景気が悪化してもインフレ率が落ち着かなければ、米金融引き締めは続く可能性がある。もっともフィラデルフィア連銀の景況指数では「支払価格」が下落、「入荷遅延」が改善するなど、インフレ圧力の緩和を示唆する内容も含まれた。「米国のマクロ経済環境を考慮すると、米利上げの減速は引き続き市場の共通認識となる」(ステート・ストリート銀行の貝田和重氏)というわけだ。
17日にドル高を誘ったブラード総裁の発言を巡っても、ドル売りムードを払拭するほどの影響を与えないとの見方もある。ブラード総裁は政策金利の適切な水準の設定を定式化した「テイラー・ルール」に基づいた分析を提示し、講演資料では適切な政策金利が5~7%だとした。
大和証券の末広氏は「テイラー・ルールは実際のインフレ率に影響を受けやすい」としたうえで「実際にインフレが下振れすればテイラー・ルールが示す適切な金利水準は切り下がる」と指摘する。
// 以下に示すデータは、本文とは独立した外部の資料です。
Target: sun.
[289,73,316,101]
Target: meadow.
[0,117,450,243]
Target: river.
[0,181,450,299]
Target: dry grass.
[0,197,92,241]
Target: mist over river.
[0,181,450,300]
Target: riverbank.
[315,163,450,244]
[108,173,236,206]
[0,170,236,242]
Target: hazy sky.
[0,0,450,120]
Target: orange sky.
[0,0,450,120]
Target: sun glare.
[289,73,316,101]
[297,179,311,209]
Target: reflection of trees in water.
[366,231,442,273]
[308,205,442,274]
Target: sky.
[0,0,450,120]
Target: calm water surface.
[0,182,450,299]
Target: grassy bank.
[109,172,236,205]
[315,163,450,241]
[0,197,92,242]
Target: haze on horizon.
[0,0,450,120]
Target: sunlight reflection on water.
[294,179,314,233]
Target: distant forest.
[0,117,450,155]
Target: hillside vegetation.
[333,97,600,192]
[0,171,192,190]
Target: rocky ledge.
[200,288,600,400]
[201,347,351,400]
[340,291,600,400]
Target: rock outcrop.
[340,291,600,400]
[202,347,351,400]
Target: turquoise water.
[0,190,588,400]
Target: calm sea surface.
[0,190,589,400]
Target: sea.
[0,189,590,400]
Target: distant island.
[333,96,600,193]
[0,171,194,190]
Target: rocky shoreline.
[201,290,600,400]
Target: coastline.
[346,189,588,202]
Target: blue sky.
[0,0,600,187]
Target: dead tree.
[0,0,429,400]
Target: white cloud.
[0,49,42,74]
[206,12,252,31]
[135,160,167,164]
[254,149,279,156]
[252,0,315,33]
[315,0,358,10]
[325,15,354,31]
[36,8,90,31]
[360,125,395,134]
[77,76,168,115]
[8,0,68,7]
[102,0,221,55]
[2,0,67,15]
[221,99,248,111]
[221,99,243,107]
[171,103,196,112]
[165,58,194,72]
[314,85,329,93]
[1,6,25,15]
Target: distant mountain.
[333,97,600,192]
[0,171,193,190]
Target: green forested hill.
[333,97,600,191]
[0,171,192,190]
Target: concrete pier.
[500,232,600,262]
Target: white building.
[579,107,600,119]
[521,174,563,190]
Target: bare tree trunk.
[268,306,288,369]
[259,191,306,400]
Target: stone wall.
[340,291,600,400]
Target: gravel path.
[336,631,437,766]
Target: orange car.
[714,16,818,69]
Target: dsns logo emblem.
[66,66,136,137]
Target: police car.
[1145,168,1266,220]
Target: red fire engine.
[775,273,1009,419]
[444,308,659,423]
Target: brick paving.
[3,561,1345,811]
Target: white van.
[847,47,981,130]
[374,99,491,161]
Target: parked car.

その点でブラード総裁は、タカ派というよりは「インフレ重視派」で、「来年にかけてインフレが落ち着くとハト派に転じる可能性すらある」(同)。
米景気やインフレに一服感がみられるなか、外為市場では「年末越えのドル需要が一巡すれば、ドルは下落基調に転じるかもしれない」(外資系銀行の為替ディーラー)との見方も出始めた。